In contrast, luxury carmaker Ferrari’s (RACE) valuation multiples typically are much higher than legacy US automakers’. This major difference in valuation is partly because RACE sells only luxury vehicles, which tend to yield much higher profit margins than mass-market passenger cars. Ferrari’s forward PE multiple was at 32.7x as of April 26.
What could be factored in?
In the first quarter, General Motors’ total US sales fell 7.0% year-over-year, which was steeper than a 1.6% drop in Ford’s first quarter US sales. During the quarter, GM’s key brand, Chevrolet’s, home market sales tanked 7.8% year-over-year while its luxury car brand, Cadillac’s, sales fell 2.0%. This major weakness in the Chevrolet and Cadillac brands’ first-quarter US sales could be one reason why analysts expect GM’s profit margins to contract in the first quarter, which could already be factored into its stock price by now.

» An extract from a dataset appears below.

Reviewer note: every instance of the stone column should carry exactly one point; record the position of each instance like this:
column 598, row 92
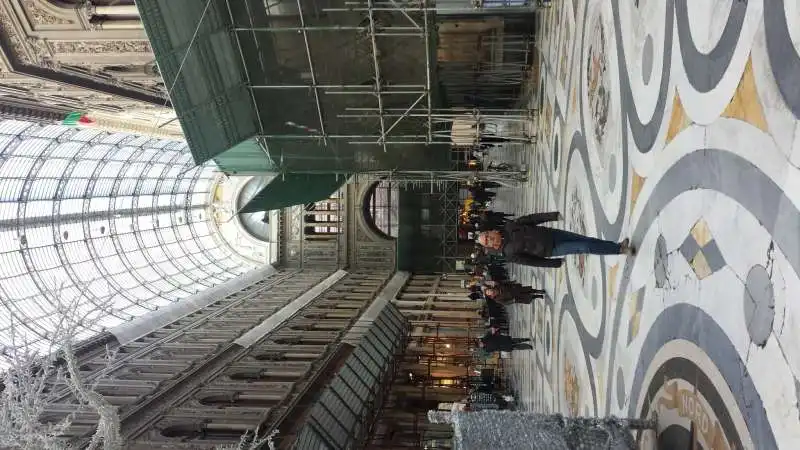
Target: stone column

If General Motors manages to report stronger-than-expected first-quarter profitability, it could boost its future earnings estimates and drive its valuation multiples up.
Also, investors may remain focused on GM’s first-quarter performance in China—the world’s largest auto market. The company’s weak performance in China, along with no expectation for near-term recovery, could hurt investor sentiment.